This is extra important if I’m flying, because my husband is afraid of flying and snacking helps calm him down.
Plus, who doesn’t love a good trail mix? I store my trail mix in a one-gallon Ziplock bag that I reuse for every trip, or for smaller batches I use a Stasher bag.
4. Dried chickpeas
Crunchy, salty chickpeas are an addictive snack that will also help keep you full. They are super easy and quick to make at home.
One piece of advice for people like me, who can be in a state of chaos before leaving for a trip: do these the day before you leave so you don’t have to worry about burning them in the oven.
These food ideas for travel will make your life easier. I speak from experience when I say that the smell of burning chickpeas adds a smelly element of stress.
Fresh Food Ideas For Travel
5. Fruit and vegetables
A lot of people hesitate to take produce through an airport, but you’re allowed to take fresh fruits and veggies through airport security.
Transporting fresh food only becomes a problem when you’re carrying enough food to be considered “importing,” for example transporting large sacks of dried beans or seeds.
I like to throw in a few pieces of fruit in like an apple or mandarins in my bag. Just be conscious when packing that you don’t squish your fresh items!
6. Glass jar
This has endless uses on the go, for packing snacks, taking food to-go from a breakfast buffet or leftovers from a restaurant, holding rubbish, being used as a cup. I never travel without a mason jar.
Cheap or upcycled: You don’t need any specific size of Mason jar for this tip to work. Look around your kitchen and see what jars you already have around: mine is an old honey jar.
Pro tip: if you’re packing something fluid, check the lid to make sure whatever jar you use doesn’t leak.
7. Reusable water bottle
My one liter wide-mouth Nalgene comes on every trip, on vacation or even just leaving the house day-to-day.
Make sure it’s empty if you’re going through security, and then fill it up inside the airport.
When you’re traveling somewhere that doesn’t have clean drinking water, I recommend packing item #17 on my sustainable travel packing list.

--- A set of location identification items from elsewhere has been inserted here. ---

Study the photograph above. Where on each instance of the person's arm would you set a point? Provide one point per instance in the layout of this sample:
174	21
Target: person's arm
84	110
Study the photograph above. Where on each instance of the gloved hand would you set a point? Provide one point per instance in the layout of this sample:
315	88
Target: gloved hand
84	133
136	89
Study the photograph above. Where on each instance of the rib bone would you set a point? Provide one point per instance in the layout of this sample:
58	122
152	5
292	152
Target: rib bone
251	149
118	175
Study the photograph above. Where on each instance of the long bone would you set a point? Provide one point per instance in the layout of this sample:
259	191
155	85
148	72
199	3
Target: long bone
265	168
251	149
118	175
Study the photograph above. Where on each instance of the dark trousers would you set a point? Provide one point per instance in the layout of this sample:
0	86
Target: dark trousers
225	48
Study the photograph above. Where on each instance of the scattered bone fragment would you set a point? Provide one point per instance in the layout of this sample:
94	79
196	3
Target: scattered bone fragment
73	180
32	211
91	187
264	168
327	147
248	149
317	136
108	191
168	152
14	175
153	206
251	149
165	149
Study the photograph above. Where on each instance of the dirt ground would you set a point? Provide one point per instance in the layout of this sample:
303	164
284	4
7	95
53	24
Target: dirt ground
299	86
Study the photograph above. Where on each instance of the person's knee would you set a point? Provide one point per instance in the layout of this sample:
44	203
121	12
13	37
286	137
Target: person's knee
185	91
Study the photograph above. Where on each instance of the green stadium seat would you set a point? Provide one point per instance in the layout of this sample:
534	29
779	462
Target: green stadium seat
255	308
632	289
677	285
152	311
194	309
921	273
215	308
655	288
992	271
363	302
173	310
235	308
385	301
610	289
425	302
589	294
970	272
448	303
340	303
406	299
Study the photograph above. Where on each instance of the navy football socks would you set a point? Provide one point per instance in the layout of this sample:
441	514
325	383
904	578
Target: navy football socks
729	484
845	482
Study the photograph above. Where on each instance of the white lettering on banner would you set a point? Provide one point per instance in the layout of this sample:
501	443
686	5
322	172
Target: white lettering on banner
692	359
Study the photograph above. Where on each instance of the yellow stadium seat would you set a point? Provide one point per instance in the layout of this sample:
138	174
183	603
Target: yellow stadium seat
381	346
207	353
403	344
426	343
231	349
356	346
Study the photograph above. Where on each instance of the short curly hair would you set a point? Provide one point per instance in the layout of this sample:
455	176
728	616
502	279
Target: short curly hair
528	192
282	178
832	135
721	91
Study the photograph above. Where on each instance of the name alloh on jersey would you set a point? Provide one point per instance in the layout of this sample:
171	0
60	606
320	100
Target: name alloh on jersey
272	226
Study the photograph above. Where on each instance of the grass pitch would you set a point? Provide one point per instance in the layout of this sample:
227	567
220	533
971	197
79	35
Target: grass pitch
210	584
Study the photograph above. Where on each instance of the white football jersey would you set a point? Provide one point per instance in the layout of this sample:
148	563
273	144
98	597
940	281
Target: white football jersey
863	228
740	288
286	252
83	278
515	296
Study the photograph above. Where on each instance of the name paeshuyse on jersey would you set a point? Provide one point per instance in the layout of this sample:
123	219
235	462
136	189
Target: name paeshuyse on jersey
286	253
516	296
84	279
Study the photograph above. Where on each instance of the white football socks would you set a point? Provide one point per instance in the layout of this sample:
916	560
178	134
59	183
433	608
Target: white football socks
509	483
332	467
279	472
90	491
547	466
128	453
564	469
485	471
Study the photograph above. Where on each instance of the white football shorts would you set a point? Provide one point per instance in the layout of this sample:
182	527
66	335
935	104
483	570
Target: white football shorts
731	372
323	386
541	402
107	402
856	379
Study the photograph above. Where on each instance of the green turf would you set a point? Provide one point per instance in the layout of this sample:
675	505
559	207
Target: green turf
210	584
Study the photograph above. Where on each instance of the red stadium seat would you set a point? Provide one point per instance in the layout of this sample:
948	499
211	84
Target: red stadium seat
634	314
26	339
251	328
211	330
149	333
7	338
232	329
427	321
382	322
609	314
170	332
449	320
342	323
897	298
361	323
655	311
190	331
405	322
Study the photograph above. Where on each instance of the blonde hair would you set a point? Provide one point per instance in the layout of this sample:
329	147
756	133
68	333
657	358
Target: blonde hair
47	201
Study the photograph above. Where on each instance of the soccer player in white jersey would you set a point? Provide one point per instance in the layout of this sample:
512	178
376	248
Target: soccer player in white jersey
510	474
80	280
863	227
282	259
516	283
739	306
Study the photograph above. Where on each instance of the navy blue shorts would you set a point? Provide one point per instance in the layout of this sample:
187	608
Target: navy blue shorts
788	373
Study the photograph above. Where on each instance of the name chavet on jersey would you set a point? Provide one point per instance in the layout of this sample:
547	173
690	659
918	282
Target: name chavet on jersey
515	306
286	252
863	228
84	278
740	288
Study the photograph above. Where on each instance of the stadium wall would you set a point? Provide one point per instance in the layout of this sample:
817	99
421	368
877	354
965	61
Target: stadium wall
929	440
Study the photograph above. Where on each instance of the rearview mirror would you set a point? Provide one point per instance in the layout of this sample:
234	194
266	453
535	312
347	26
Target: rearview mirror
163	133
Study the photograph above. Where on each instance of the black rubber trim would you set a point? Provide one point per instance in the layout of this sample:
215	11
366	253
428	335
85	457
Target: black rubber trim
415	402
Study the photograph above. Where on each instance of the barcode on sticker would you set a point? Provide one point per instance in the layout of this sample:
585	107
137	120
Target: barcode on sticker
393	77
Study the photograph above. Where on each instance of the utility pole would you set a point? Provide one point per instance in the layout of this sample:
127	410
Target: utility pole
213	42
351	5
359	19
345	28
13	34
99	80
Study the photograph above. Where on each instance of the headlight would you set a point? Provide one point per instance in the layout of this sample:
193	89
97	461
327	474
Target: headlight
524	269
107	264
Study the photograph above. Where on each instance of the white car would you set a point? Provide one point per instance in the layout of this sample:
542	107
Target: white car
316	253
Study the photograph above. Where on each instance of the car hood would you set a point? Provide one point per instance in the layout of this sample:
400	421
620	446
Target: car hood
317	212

Cheap or upcycled: Thrift stores are an easy place to find reusable bottles. Or you may even have some in your house already: think workout bag, hiking backpack, etc.
8. Cloth napkin
Cloth napkins are endlessly handy to keep in your bag, every day and when you’re traveling.
You can spread a napkin out on a table or airplane tray to create a small clean space to eat. You can clean up spills or use it to keep things together in your bag.
A cloth napkin also serves as a great reminder to refuse senseless waste. Disposable napkins don’t even work well. And while we’re on the subject, I think paper towels are a scam too. I think having a paperless kitchen makes far more sense than using disposables.
Cheap or upcycled: cut pieces of fabric to make your own cloth napkin.
9. Snack bag
Stasher bag is my favorite snack bag. It hardly takes up any space in your bag, and is extremely durable. As in, can be frozen and boiled and is still leak-proof durable. Stasher is a beast.
It’s more expensive than other reusable Ziplock bag replacements, but I find it to be worth every penny.
Cheap or upcycled: sew your own bag out of scraps of fabric; or if you already own Ziplock bags, then you can take them and be vigilant about cleaning and reusing.
10. Travel cutlery
Cheap or upcycled: You can make your own to-go set as easily as picking up an extra fork, spoon and knife at a thrift store and then getting a little carrying case for in your bag. A pencil case is usually a good fit for the utensils and inexpensive, or you can always make your own from fabric scraps.
Do you think about reducing your footprint while you travel? I hope these food ideas for travel will make sustainable travel easier for you.
Remember that you don’t have to be completely plastic-free to still have a positive impact. Start with small, consistent changes and you’;l eventfully be developing new habits that are shrinking your footprint.